Mohammad-Esmaeil Tavakoli, chef des services d’urgence de Téhéran, a déclaré à l’agence de presse officielle ISNA le 30 novembre : « Sur les 57 000 appels reçus ces huit derniers jours, 31 % étaient liés à des problèmes respiratoires et cardiaques dus à la pollution atmosphérique. Cela signifie qu’une personne appelle le 115 toutes les trois minutes à cause de l’air toxique de Téhéran. En novembre, 22 % des 93 000 interventions d’urgence étaient dues à la même raison. Le régime iranien refuse toujours de fermer les écoles et les usines car il ne veut pas interrompre la production d’essence pétrochimique, encore plus polluante.
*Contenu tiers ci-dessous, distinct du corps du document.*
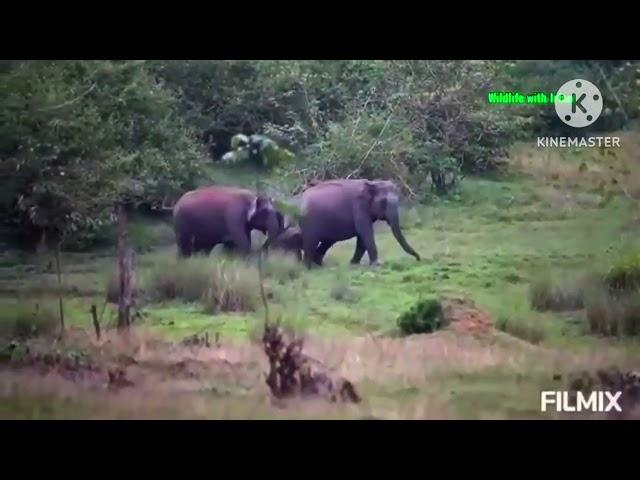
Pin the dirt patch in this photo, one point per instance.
(464, 317)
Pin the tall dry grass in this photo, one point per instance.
(220, 283)
(615, 170)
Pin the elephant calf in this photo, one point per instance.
(289, 242)
(339, 210)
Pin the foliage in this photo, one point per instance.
(76, 136)
(25, 321)
(613, 315)
(624, 274)
(425, 316)
(557, 294)
(220, 284)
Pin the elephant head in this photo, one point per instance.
(384, 198)
(263, 216)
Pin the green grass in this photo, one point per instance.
(494, 241)
(467, 250)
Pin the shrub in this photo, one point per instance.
(232, 287)
(180, 279)
(25, 321)
(611, 315)
(283, 267)
(557, 294)
(425, 316)
(624, 274)
(221, 284)
(524, 330)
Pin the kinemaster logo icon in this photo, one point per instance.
(578, 103)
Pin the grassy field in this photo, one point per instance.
(554, 218)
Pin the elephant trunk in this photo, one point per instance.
(394, 223)
(274, 228)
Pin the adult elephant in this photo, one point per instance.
(209, 216)
(338, 210)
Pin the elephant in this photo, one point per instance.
(338, 210)
(213, 215)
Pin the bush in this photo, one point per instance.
(283, 267)
(557, 294)
(611, 315)
(624, 275)
(425, 316)
(26, 321)
(221, 284)
(179, 279)
(530, 332)
(232, 287)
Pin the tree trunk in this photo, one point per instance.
(96, 324)
(59, 274)
(126, 272)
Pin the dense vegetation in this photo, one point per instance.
(77, 136)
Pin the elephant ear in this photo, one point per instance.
(260, 203)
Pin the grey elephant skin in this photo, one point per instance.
(338, 210)
(209, 216)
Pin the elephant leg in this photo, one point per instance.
(364, 229)
(357, 255)
(185, 246)
(322, 249)
(203, 250)
(229, 247)
(241, 239)
(309, 246)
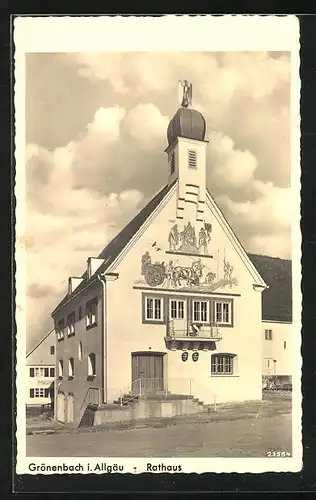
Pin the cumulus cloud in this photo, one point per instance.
(108, 160)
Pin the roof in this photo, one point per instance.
(277, 299)
(114, 248)
(40, 342)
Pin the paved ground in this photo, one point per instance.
(250, 430)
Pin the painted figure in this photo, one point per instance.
(210, 278)
(173, 238)
(145, 261)
(203, 241)
(188, 239)
(187, 93)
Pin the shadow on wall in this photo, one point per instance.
(277, 382)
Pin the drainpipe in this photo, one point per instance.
(102, 280)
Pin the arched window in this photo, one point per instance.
(223, 364)
(91, 365)
(60, 368)
(80, 351)
(71, 368)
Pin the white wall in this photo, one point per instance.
(41, 357)
(277, 360)
(126, 333)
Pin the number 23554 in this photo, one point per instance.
(278, 454)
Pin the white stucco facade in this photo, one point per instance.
(277, 348)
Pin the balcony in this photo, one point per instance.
(196, 336)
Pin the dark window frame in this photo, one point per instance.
(223, 364)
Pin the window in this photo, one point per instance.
(71, 324)
(60, 329)
(91, 365)
(222, 364)
(223, 312)
(60, 368)
(200, 310)
(91, 313)
(71, 368)
(80, 351)
(177, 309)
(39, 393)
(192, 158)
(153, 309)
(172, 161)
(38, 371)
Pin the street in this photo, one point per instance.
(250, 431)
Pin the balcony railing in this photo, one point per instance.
(179, 330)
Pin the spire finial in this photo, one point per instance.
(187, 93)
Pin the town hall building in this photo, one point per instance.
(172, 305)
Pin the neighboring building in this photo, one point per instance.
(276, 314)
(173, 303)
(40, 371)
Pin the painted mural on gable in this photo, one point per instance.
(187, 263)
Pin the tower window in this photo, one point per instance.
(192, 159)
(172, 161)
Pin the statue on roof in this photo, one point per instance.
(187, 93)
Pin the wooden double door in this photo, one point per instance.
(147, 372)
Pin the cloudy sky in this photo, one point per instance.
(96, 132)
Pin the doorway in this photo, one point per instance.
(147, 372)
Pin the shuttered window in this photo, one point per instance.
(192, 158)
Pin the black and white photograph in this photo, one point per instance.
(158, 244)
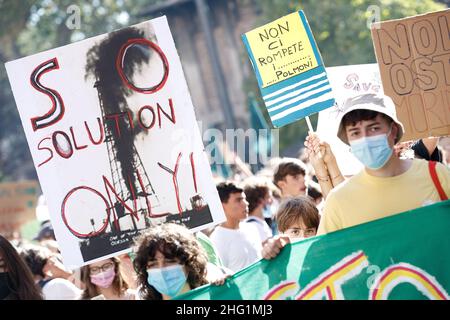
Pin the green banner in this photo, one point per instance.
(406, 256)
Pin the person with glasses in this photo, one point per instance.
(104, 280)
(297, 218)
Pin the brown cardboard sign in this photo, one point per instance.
(17, 204)
(413, 55)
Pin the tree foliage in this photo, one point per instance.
(31, 26)
(341, 29)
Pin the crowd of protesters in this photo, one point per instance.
(289, 200)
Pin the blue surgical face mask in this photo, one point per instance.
(168, 280)
(267, 212)
(374, 152)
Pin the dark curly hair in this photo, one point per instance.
(174, 242)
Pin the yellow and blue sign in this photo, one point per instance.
(289, 69)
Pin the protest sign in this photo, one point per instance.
(289, 69)
(346, 82)
(414, 59)
(399, 257)
(113, 135)
(17, 204)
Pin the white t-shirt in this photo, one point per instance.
(61, 289)
(261, 225)
(238, 248)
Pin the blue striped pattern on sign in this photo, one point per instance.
(298, 97)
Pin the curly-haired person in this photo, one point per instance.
(169, 261)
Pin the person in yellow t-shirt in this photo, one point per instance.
(387, 185)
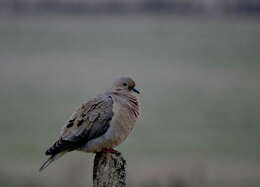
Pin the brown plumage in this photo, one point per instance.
(100, 124)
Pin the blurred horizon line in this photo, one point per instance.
(171, 7)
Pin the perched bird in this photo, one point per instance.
(100, 124)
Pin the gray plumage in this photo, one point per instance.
(102, 123)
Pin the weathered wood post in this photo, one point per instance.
(109, 170)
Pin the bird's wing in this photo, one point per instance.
(91, 120)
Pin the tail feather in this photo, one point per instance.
(50, 160)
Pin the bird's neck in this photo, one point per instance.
(129, 101)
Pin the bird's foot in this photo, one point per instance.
(110, 150)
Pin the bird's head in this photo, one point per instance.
(124, 85)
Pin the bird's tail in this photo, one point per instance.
(50, 160)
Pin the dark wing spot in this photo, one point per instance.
(70, 124)
(80, 122)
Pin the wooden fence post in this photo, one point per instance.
(109, 170)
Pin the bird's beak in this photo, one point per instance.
(136, 91)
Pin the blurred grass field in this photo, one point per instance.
(200, 94)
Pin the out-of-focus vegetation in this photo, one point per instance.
(208, 7)
(200, 93)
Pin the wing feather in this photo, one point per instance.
(91, 120)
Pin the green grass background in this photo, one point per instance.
(200, 95)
Ces huit derniers jours, 357 personnes sont décédées des suites de complications liées à la pollution atmosphérique. »
Pénurie de quatre cents bases d’urgence et de cinq cents ambulances
Tavakoli a déclaré sans ambages : « Téhéran manque de quatre cents bases d’urgence et de cinq cents ambulances. Lorsqu’une seule ambulance est stationnée place Vanak, sept millions de personnes se retrouvent hors de portée des secours. Le régime iranien n’a pas les moyens d’acheter des ambulances depuis des années, mais il double chaque année le budget alloué à la construction de missiles balistiques intercontinentaux.»
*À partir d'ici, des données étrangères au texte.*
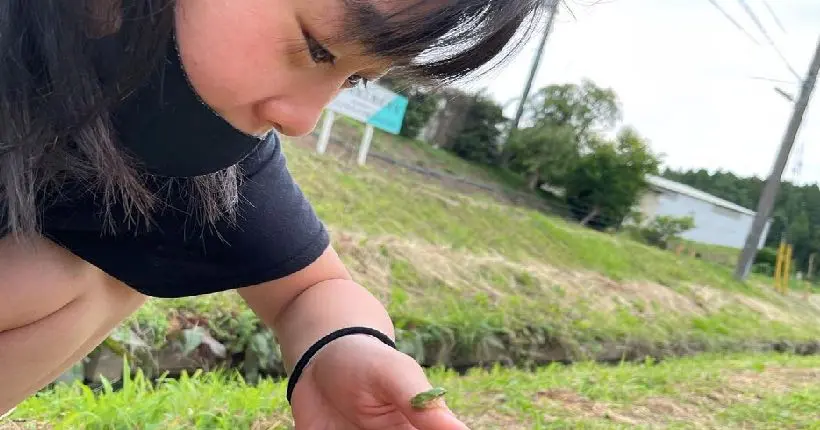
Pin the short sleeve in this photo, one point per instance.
(276, 233)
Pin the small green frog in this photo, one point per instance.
(426, 398)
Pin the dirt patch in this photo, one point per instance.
(24, 425)
(774, 380)
(497, 277)
(697, 409)
(712, 299)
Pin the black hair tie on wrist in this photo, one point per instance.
(305, 359)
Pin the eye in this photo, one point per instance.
(318, 53)
(355, 81)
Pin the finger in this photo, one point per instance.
(402, 382)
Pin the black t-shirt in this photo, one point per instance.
(276, 233)
(165, 124)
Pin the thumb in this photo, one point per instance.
(401, 383)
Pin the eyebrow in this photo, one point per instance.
(364, 21)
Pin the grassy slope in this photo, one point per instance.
(470, 280)
(765, 391)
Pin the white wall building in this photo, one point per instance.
(717, 221)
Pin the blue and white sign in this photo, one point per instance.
(374, 105)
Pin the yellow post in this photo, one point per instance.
(778, 266)
(787, 267)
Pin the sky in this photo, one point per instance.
(688, 80)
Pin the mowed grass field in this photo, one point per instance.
(710, 391)
(470, 280)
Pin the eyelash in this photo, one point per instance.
(318, 54)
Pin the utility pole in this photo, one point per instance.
(772, 185)
(553, 11)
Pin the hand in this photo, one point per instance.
(359, 383)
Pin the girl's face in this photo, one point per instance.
(264, 64)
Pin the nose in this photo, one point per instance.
(295, 115)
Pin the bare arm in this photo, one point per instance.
(309, 304)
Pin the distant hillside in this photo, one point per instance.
(796, 214)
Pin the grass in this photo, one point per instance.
(709, 391)
(468, 280)
(424, 155)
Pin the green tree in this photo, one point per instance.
(586, 108)
(479, 136)
(544, 153)
(609, 179)
(563, 120)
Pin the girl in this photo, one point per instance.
(139, 156)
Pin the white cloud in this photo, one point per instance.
(684, 76)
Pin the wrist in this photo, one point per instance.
(323, 309)
(355, 339)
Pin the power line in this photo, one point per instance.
(732, 20)
(762, 29)
(772, 185)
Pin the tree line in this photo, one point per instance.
(570, 138)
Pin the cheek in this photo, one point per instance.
(235, 53)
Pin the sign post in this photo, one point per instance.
(364, 147)
(373, 105)
(324, 138)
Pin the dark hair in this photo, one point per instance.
(55, 111)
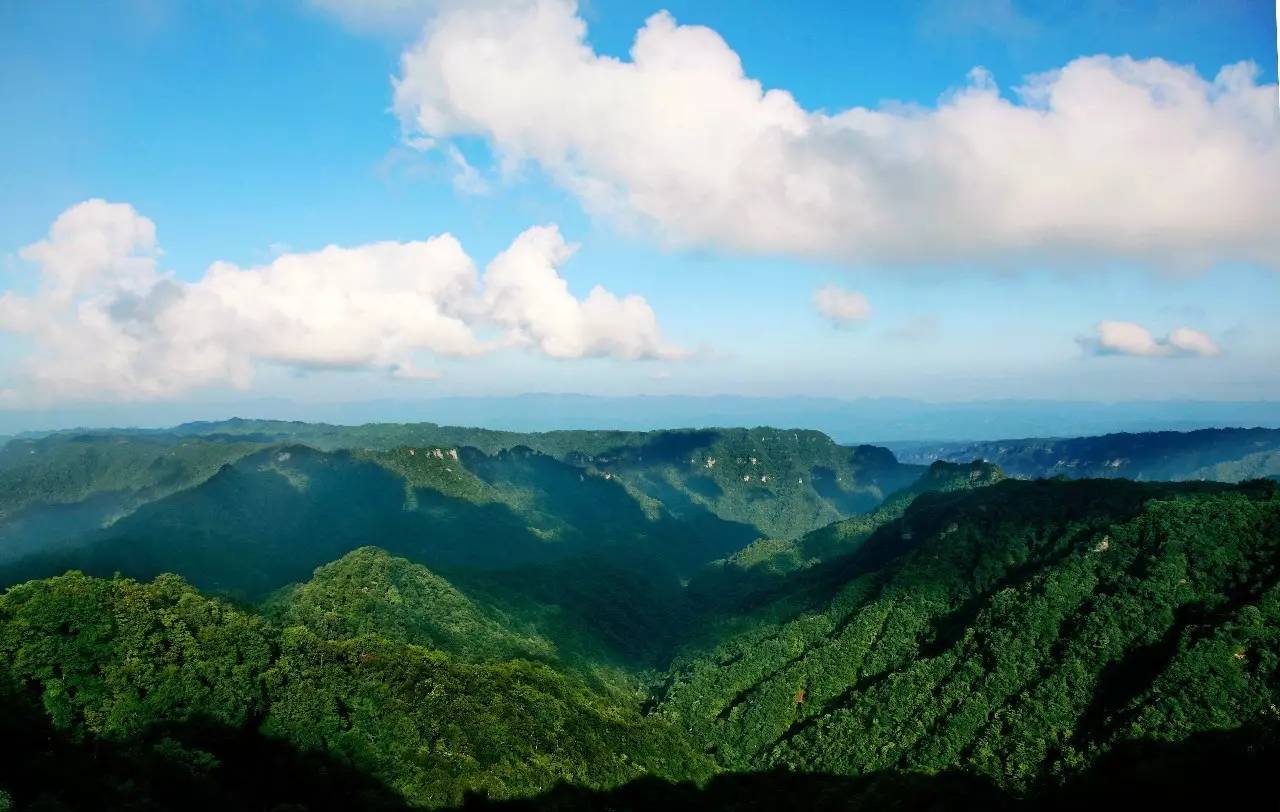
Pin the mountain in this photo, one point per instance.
(1016, 633)
(371, 592)
(848, 420)
(1223, 455)
(56, 488)
(977, 641)
(585, 619)
(606, 529)
(179, 693)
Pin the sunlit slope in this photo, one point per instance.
(1016, 632)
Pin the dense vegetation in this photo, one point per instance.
(437, 625)
(1220, 455)
(1015, 632)
(138, 665)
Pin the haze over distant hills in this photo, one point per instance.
(846, 420)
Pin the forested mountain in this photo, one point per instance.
(1220, 455)
(1015, 633)
(613, 620)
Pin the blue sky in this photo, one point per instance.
(247, 131)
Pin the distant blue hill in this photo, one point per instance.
(878, 420)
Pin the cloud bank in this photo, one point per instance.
(104, 322)
(1107, 158)
(1129, 338)
(841, 306)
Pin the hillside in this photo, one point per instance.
(1015, 633)
(55, 488)
(179, 694)
(1221, 455)
(986, 641)
(59, 488)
Le lundi 1er décembre, la qualité de l’air à Téhéran était de nouveau en zone rouge pour le dixième jour consécutif, et les deux tiers des bureaux gouvernementaux de la capitale étaient paralysés.
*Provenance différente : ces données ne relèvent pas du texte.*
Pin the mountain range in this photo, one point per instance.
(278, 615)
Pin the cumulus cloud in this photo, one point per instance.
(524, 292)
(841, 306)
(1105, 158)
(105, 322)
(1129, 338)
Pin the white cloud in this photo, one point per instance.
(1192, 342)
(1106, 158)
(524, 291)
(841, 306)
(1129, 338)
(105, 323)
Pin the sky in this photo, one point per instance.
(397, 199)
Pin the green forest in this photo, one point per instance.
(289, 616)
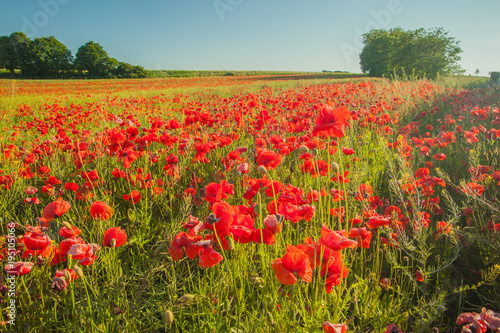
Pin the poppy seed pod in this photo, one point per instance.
(78, 271)
(59, 283)
(67, 275)
(168, 317)
(335, 167)
(187, 298)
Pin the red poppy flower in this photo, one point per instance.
(119, 236)
(30, 190)
(19, 268)
(71, 187)
(209, 257)
(101, 211)
(34, 200)
(331, 122)
(348, 151)
(67, 243)
(81, 251)
(55, 209)
(335, 240)
(333, 328)
(269, 159)
(36, 241)
(70, 273)
(134, 197)
(294, 261)
(68, 233)
(473, 189)
(439, 157)
(215, 192)
(362, 235)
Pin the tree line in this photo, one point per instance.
(46, 57)
(420, 52)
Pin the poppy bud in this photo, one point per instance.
(168, 317)
(78, 271)
(230, 243)
(40, 261)
(335, 167)
(256, 210)
(67, 275)
(59, 283)
(385, 283)
(257, 281)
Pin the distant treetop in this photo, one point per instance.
(421, 52)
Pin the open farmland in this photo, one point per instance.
(249, 204)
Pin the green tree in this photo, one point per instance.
(125, 70)
(422, 52)
(93, 58)
(47, 57)
(13, 50)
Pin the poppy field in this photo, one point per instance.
(250, 204)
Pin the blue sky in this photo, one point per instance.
(295, 35)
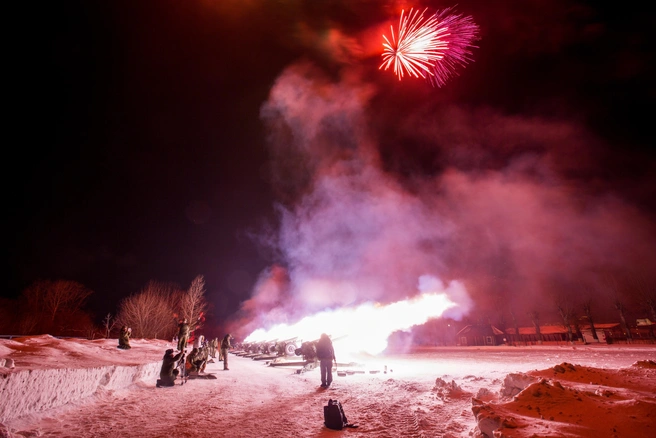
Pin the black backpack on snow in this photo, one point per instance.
(334, 416)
Selon les rapports, du 21 mars au 25 novembre, Téhéran a connu six jours de bonne qualité de l’air, 123 jours acceptables, 106 jours malsains pour les personnes sensibles, 16 jours malsains, deux jours très malsains et deux jours dangereux.
Sadegh Hassanvand, directeur du Centre de recherche sur la pollution atmosphérique de l’Université de Téhéran, a déclaré à la chaîne d’information d’État Eghtesad120 que les centrales électriques des provinces d’Alborz et de Qazvin utilisent des combustibles aux effets mortels sur la santé publique.
Il a ajouté : « La norme relative à la teneur en soufre des combustibles utilisés dans les centrales électriques est de 50 mg/L, mais les centrales de la région de Téhéran brûlent des combustibles effroyables dont la teneur en soufre atteint 30 000 mg/L, ce qui est extrêmement nocif pour la santé publique.»
Malgré la persistance de cette crise, les autorités iraniennes n’ont toujours pas mis en place de solutions efficaces et durables pour réduire la pollution atmosphérique dans la capitale ni dans les autres grandes villes, préférant se contenter de fermetures temporaires et de décisions à court terme.
Parallèlement, le directeur général de la gestion de crise de la province d’Hormozgan a annoncé la fermeture des administrations publiques le mercredi 3 décembre en raison de la recrudescence des cas de grippe.
Dans la province du Kurdistan, la propagation de la grippe a également entraîné la fermeture des écoles et des universités le 3 décembre.